# Minimizing a functional with a free boundary condition

Find the extremals of the functional $$\text{J}(y)= y^2(1) + \int_0^1 y'^2(x)dx , \ \ y(0)=1.$$ Answer: $y(x)=1-\frac{1}{2}x$

My solution:

$F (x,y,y')=y'^2(x)$

After solving the Euler Lagrange equation we get $\frac{\mathrm{d}}{\mathrm{d}x}(2y')=0$

Which implies that $y=\frac{a}{2}x+b$ , using initial value condition we get $b=1$. Could you please help me find value of $a$?

• Do you need to also deal with that $y^2(1)$? – user99914 May 16 '15 at 6:15
• Could you please give me some hint? – zafran May 16 '15 at 6:16
• Calculate the functional for $y=ax/2+1$. Minimize the result in $a$. – mickep May 16 '15 at 6:20
• It is involved while calculating $J(ax/2+1)$. Try that calculation, and you'll see. – mickep May 16 '15 at 6:23
• I suggest, for the sake of completeness, write an answer yourself that you accept. – mickep May 16 '15 at 7:00

Note that we can write $J$ as

$$J(y) = \int_0^1 \left(2 y(x)y'(x) + y'(x)^2\right) \ dx \, + \, y(0)^2$$

Setting aside the constant $y(0)^2 = 1$ for now, we have $J$ as the integral of a function $F(y,y',x)$ where $F(y,y',x) = 2yy' + y'^2$.

You can now deploy your box of tricks on $F$ to find $y$. That is, the Euler-Lagrange equation:

$$0 = \frac{d \ }{dx} \frac{\partial F}{\partial y'} - \frac{\partial F}{\partial y} = \ ...$$

• No comments, OPer?

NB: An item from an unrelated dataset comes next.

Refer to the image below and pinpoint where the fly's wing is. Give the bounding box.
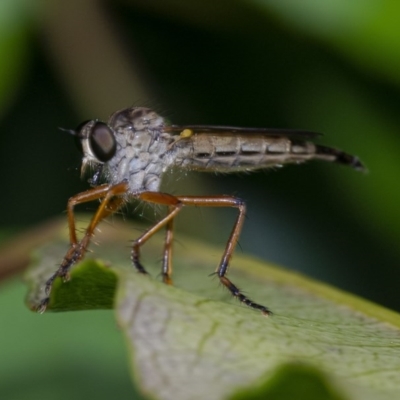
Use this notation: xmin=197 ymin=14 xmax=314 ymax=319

BTW, when you arrive at an answer, it should be very intuitive. Look at your original expression for $J$. What would one guess with all those positive, squared quantities? – Simon S Mar 7 '15 at 17:23
• What is the trick to convert the function? – user157012 Apr 10 '15 at 14:35
• You mean how did I decide how to rewrite $J(y)$ in that form? I wanted to use calculus of variations and to do that I had to find a way to get rid of the $y(1)^2$ term of the original, since it is not at all obvious how to deal with it directly. Turns out we could get rid of the $y(1)^2$ term by using $y(0)$, which has been given to us. – Simon S Apr 10 '15 at 15:47
• @SimonS proceeding, I hit $y(x)=Ax+1$, now how will I determine constant $A$? The only unused clue so far is "$y\in C^2([0,1])$". – Jesse P Francis Oct 31 '15 at 11:40
• @JessePFrancis If $y$ were not $C^2$ we would have trouble applying the E-L equation – Simon S Oct 31 '15 at 17:17

Your approach is correct, but it could be expressed more precisely. The first step is to replace the free boundary problem by a more familiar variational problem: find $$M(c) = \inf\left\{\int_0^1 (y'(x))^2\,dx : y(0)=1, \ y(1)=c \right\}\tag{1}$$ Having found $M(c)$, you can minimize $c^2+M(c)$ over all $c\in\mathbb{R}$ and thus obtain the minimum of functional $J$.

The Euler-Lagrange equation for $(1)$ is $y''=0$, which leads to the minimizer $y(x) = 1+(c-1)x$ and subsequently $M(c) = (c-1)^2$.

Then $c^2+M(c) = c^2+(c-1)^2$ is minimized at $c= 1/2$, which delivers $\min J = 1/2$, attained by $y(x) = 1-x/2$.

Hints:

1. If one varies infinitesimally the functional $$J[y]~:=~y(1)^2 + \int_0^1\! dx~ y^{\prime}(x)^2\tag{1}$$ without discarding boundary contributions, one finds $$\delta J[y]~=~ 2 y(1)~\delta y(1) + 2\int_0^1\! dx~ y^{\prime}(x) ~\delta y^{\prime}(x)$$ $$~\stackrel{\text{int. by parts}}{=}~ 2\left[ y(1) + y^{\prime}(1)\right] \delta y(1) -2 y^{\prime}(0)~\underbrace{\delta y(0)}_{=0} - 2\int_0^1\! dx~ y^{\prime\prime}(x) ~\delta y(x).\tag{2}$$

2. Besides the given boundary condition $y(0)=1$, one concludes from formula (2) that a stationary configuration must obey $$y(1) + y^{\prime}(1)~=~0\quad\text{and} \quad\forall x\in [0,1]:y^{\prime\prime}(x)~=~0.\tag{3}$$